Although ‘influencers’ are generally seen as having it easy, many of them insist that posting content online is hard work. 

Love Island star Amy Hart (right) is pictured here in a post to her Instagram page in February, for a promotion for chewing gum brand Wrigley’s Extra

Influencers don’t have to be celebrities or specialists in any particular field – they just have lots of followers and get paid to post certain content. 

Many tend to be ex-reality TV contestants who have garnered enough exposure from their stint on TV to accumulate followers on social media – and then be noticed by companies for their potential. 

Examples include former BA air stewardess Amy Hart, who can earn £1,000-plus for posting a picture of herself holding a bottle of hair conditioner or a packet of chewing gum. 

‘Influencing is a new form of advertising,’ Hart said. ‘If someone said they worked in advertising and they had to go to Dubai, you wouldn’t bat an eyelid.’

However, influencers have been criticised for spreading falsehoods about topics that lie outside their areas of expertise, such as the coronavirus pandemic.  

Last year, New Zealand influencer Zoe Fuimaono told her 63,500 followers not to get Covid tests if they didn’t want to and questioned the effectiveness of wearing a face mask. 

‘Message your friends who are nurses and doctors and ask them what they think about the community wearing them,’ she said.

‘They will tell you they won’t work because we won’t use them properly because we aren’t medical professionals.’ 

WHAT ARE THE RULES FOR ONLINE INFLUENCER ADVERTISING?

Committee of Advertising Practice (CAP) created a document called  ‘An Influencer’s Guide to making clear that ads are ads’.

This body represents advertisers, media owners and agencies and it is responsible for writing the Ad Codes.

The Advertising Standards Authority (ASA) is the UK’s advertising regulator and makes sure ads across UK media stick to the advertising guidelines.

Competition and Markets Authority (CMA) can take action against people. 
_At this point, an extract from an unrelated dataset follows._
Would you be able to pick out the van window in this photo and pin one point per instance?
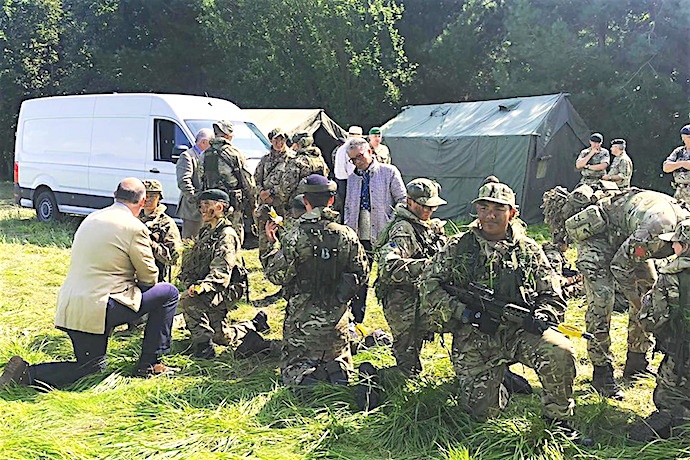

Sixteen celebrities have been picked up for their constant breaching of the rules set out by these government bodies. 

When content promotes particular products or services and contains a hyperlink or discount code the poster receives payment for every ‘clickthrough’ or sale from that content. 

This, therefore, falls under the category of advertising and must be considered as an ad.   

Affiliate links or discount codes may feature for only some of the content, not al lof it. 

In this instance the user must make clear that only these sections are an ad, but that should be evident. 

If they work with a brand to create some content that will be posted on a user’s channel.

This qualifies as an ad for the brand if the company (1) ‘paid’ them in some way or (2) had some editorial ‘control’. 

Freebies are included under this, not just payment.  #freebie is suggested as a label to make this clear. 

Products, gifts, services, trips, hotel stays etc. given for free are all likely to qualify as ‘a payment’. 

 #ad or #sponsored are some of the obvious ways the poster should label their content. 

It must also be placed prominently at the beginning of the post, rather than buried away among other hashtags.

Influencers used to be able to get away with declaring who they work for in their bio, this will no longer be sufficient and each post should be adequately labelled up.  

More than one commercial partnership should also be stated for each post.